Wo das Grundwasser zu hohe Nitratwerte aufweist, dürfen Bauern 20 Prozent weniger Dünger ausbringen. Der erste rheinland-pfälzische Landwirt klagt nun gegen die Messungen. Das Grundproblem bleibt: Die erhöhten Nitratwerte werden sich nicht wegmessen lassen.
Carsten Zillmann zur Debatte um Messstellen im Land
Die Problematik lässt sich mit einem vorweihnachtlichen Alltagsbeispiel veranschaulichen. Wer in den kommenden Tagen Gänsebraten, Glühwein und Plätzchen frönt und am 27. Dezember nicht mehr in die Hose passt, kann sich eine präzisere Waage kaufen. Wenn die dann weniger Gewichtszunahme anzeigt als das alte Modell, wird der Hosenbund davon nicht weiter. So ist auch die Lage beim Nitrat. Laut einer Studie des Umweltbundesamts stammen 88 Prozent des Nitrats im Grundwasser aus Landwirtschaftsflächen.
Landwirte fordern nun – auch gerichtlich – präzisere Messungen. Gerade sogenannte Binnendifferenzierungen sind ein großes Thema. Was bedeutet das? Aktuell sind die Grundwasserkörper teils riesig. Die Einstufung als rotes Gebiet bedeutet aber nicht, dass dort an jedem Ort der Nitratwert im Grundwasser über dem Grenzwert von 50 Milligramm pro Liter liegt. Heißt: Es könnten auch grüne Zonen in roten Gebieten gemessen werden. Wahr ist aber auch der Umkehrschluss: Selbst in den unbedenklichen Regionen könnten Bauern in rote Gebiete geraten.

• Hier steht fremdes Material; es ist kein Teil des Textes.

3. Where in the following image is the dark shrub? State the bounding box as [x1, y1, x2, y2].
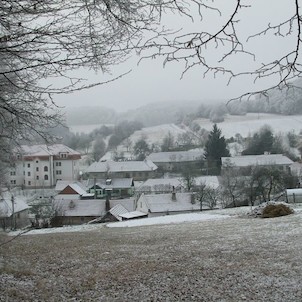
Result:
[262, 203, 294, 218]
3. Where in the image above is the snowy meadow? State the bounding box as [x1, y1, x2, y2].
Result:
[1, 207, 302, 301]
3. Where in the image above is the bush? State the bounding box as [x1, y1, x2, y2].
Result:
[262, 203, 294, 218]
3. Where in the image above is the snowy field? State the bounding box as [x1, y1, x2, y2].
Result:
[128, 123, 187, 145]
[68, 114, 302, 141]
[195, 113, 302, 138]
[1, 207, 302, 301]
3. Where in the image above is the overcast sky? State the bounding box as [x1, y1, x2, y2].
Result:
[54, 1, 293, 112]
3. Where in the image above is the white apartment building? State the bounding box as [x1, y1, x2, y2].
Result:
[9, 144, 81, 188]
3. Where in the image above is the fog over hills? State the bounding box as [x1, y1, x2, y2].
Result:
[65, 79, 302, 131]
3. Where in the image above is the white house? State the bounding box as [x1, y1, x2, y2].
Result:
[136, 192, 210, 217]
[221, 154, 294, 175]
[146, 149, 204, 171]
[9, 144, 81, 188]
[137, 178, 184, 194]
[85, 160, 158, 181]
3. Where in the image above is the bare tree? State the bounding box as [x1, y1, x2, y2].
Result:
[0, 0, 162, 162]
[140, 1, 302, 100]
[2, 1, 302, 184]
[221, 161, 245, 207]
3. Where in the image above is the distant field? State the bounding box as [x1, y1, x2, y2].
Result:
[1, 210, 302, 301]
[195, 113, 302, 138]
[68, 114, 302, 140]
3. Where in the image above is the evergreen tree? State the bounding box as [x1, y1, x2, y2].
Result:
[204, 124, 230, 174]
[243, 126, 277, 155]
[133, 138, 150, 161]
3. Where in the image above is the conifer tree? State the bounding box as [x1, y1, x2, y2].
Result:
[204, 124, 230, 174]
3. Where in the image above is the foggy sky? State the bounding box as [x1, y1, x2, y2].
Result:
[54, 1, 293, 112]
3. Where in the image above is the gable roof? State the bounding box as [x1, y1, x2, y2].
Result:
[194, 176, 220, 189]
[85, 178, 134, 190]
[0, 196, 29, 217]
[53, 199, 106, 217]
[138, 193, 209, 213]
[55, 181, 88, 195]
[109, 204, 129, 221]
[147, 149, 204, 163]
[137, 178, 183, 192]
[221, 154, 293, 167]
[85, 160, 157, 174]
[109, 198, 136, 211]
[16, 144, 81, 160]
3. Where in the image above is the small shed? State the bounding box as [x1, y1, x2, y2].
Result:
[0, 195, 30, 230]
[286, 188, 302, 203]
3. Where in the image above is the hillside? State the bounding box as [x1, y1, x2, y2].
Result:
[194, 113, 302, 138]
[1, 208, 302, 301]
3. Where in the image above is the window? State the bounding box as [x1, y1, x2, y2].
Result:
[23, 171, 25, 176]
[56, 170, 62, 175]
[36, 176, 39, 180]
[44, 175, 48, 180]
[56, 162, 62, 167]
[10, 180, 16, 185]
[10, 171, 16, 176]
[28, 181, 31, 185]
[44, 166, 48, 172]
[36, 167, 39, 172]
[36, 160, 38, 164]
[27, 163, 30, 168]
[27, 172, 31, 176]
[60, 153, 67, 159]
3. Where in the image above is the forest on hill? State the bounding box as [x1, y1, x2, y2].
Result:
[65, 79, 302, 128]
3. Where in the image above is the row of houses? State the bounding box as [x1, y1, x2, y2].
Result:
[3, 143, 302, 229]
[8, 144, 300, 188]
[8, 145, 206, 188]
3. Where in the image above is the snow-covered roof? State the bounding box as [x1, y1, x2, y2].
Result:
[109, 204, 129, 221]
[147, 149, 204, 163]
[119, 211, 148, 219]
[110, 199, 135, 212]
[0, 196, 29, 217]
[85, 178, 134, 190]
[17, 144, 81, 158]
[85, 160, 157, 173]
[194, 176, 220, 189]
[53, 199, 106, 217]
[221, 154, 293, 167]
[55, 181, 88, 195]
[137, 178, 183, 192]
[138, 193, 208, 213]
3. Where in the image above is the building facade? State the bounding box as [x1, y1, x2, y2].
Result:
[9, 144, 81, 188]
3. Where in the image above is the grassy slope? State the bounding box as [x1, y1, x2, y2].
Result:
[1, 212, 302, 301]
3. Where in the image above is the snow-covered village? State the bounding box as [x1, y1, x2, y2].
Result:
[2, 1, 302, 301]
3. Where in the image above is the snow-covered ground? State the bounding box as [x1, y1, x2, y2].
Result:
[8, 205, 300, 235]
[2, 204, 302, 301]
[128, 123, 187, 146]
[68, 113, 302, 142]
[195, 113, 302, 138]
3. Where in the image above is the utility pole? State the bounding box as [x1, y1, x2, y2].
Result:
[11, 195, 16, 230]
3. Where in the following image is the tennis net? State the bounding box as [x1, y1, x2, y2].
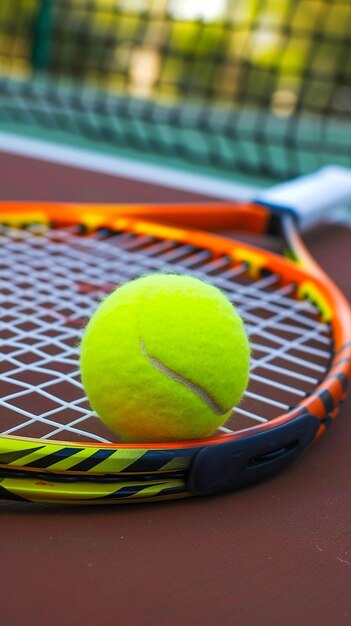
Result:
[0, 0, 350, 180]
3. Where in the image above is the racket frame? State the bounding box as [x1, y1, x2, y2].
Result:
[0, 199, 350, 503]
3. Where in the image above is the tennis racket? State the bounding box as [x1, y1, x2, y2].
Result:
[0, 166, 350, 504]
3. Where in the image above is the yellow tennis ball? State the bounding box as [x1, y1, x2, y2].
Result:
[80, 274, 250, 442]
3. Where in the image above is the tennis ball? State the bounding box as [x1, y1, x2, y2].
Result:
[80, 274, 250, 442]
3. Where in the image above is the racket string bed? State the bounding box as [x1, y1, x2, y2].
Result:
[0, 221, 333, 451]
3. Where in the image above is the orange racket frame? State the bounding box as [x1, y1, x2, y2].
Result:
[0, 200, 350, 503]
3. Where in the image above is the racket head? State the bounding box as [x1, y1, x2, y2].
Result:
[0, 201, 350, 503]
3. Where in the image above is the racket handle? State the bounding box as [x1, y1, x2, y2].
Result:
[256, 166, 351, 229]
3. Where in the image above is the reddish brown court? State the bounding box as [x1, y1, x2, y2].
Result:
[0, 149, 350, 626]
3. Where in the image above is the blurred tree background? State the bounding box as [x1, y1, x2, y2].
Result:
[0, 0, 349, 119]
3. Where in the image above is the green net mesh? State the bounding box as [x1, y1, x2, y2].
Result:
[0, 0, 350, 180]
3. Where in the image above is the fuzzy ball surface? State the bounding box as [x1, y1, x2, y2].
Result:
[80, 273, 250, 442]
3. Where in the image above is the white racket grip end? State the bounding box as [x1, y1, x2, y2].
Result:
[255, 166, 351, 229]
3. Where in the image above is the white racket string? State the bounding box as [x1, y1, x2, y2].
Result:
[0, 222, 333, 443]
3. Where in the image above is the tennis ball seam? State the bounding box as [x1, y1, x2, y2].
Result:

Wie man nun die Sachlage dreht, wendet und vermisst: Nitrat fällt nicht vom Himmel, sondern fließt aus Güllebehältern und fliegt aus Scheiben-, Pendel- und Schneckenstreuern auf Felder und sickert von dort ins Grundwasser. Die Bauern haben recht, wenn sie wegen der unverhältnismäßigen 20-Prozent-Reduzierung um ihre Geschäftsgrundlage bangen. Eine Messdebatte löst aber weder dieses – noch das Grundproblem: zu hohe Belastung des Grundwassers.